We will use a basic text-to-text safety eval configuration.

In [None]:
ai_description = "A helpful AI assistant."
ai_instructions = "Please provide detailed answers to the prompts."

eval_params = {
    "ai_description": ai_description,
    "ai_instructions": ai_instructions,
    "eval_type": "safety",
    "name": "text-to-text safety eval (runner example)",
    "num_prompts": 5,
}

## Synchronous Evaluation with EvalRunner

In [None]:
client = AymaraAI()
runner = EvalRunner(client, openai_model_callable)
eval_run = runner.run_eval(eval_params)
display(f"Eval Run ID: {eval_run.eval_run_uuid}")

## Asynchronous Evaluation with AsyncEvalRunner

In [None]:
async def run_async_eval():
    async_client = AsyncAymaraAI()
    runner = AsyncEvalRunner(async_client, openai_model_callable_async)
    eval_run = await runner.run_eval(eval_params)
    return eval_run

eval_run_async = asyncio.run(run_async_eval())
display(f"Async Eval Run ID: {eval_run_async.eval_run_uuid}")

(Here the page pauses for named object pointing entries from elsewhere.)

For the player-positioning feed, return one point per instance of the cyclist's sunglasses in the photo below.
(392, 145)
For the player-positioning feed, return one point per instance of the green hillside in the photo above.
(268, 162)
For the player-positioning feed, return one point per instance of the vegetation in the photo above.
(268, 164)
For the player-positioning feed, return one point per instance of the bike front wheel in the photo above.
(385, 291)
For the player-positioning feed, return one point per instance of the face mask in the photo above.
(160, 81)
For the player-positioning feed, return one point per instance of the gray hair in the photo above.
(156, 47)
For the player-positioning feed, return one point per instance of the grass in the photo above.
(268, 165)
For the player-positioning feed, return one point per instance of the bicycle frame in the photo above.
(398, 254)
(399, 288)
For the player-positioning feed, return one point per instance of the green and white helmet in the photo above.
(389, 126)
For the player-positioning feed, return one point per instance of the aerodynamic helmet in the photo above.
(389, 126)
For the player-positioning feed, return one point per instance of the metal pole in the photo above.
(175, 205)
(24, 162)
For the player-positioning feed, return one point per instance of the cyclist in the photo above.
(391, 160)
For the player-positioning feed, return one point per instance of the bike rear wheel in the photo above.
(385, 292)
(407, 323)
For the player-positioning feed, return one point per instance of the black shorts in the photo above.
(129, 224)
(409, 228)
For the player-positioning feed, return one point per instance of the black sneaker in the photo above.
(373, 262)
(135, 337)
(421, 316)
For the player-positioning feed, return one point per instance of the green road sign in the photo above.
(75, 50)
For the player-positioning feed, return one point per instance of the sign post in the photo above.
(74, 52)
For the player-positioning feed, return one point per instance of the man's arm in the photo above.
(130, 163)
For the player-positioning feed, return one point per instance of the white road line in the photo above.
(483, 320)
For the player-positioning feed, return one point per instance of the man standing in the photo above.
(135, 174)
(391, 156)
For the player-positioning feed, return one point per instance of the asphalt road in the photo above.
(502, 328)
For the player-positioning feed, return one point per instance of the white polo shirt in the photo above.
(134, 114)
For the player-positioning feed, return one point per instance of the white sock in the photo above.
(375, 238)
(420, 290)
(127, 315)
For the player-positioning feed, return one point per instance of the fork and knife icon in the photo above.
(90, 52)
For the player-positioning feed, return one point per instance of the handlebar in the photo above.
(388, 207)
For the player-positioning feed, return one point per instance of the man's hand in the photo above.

## Display and Visualize Results

In [None]:
# Display results for synchronous run
prompts = client.evals.list_prompts(runner.eval_id).items
responses = client.evals.runs.list_responses(runner.run_id).items
to_scores_df(eval_run, prompts, responses)

In [None]:
# Display results for async run
async_client = AsyncAymaraAI()
prompts_async = asyncio.run(async_client.evals.list_prompts(eval_run_async.eval_uuid)).items
responses_async = asyncio.run(async_client.evals.runs.list_responses(eval_run_async.eval_run_uuid)).items
to_scores_df(eval_run_async, prompts_async, responses_async)

## (Optional) Visualize with graph_eval_stats

In [None]:
try:
    from aymara_ai.lib.plot import graph_eval_stats  # type: ignore
    graph_eval_stats(eval_runs=[eval_run, eval_run_async])
except ImportError:
    display("Plotting utility not available.")

## Conclusion

This notebook demonstrated how to use both the synchronous `EvalRunner` and asynchronous `AsyncEvalRunner` for text-to-text safety evaluation with the AymaraAI SDK, using the updated callable interface. Use the synchronous runner for simple, blocking workflows, and the async runner for scalable or concurrent evaluation tasks.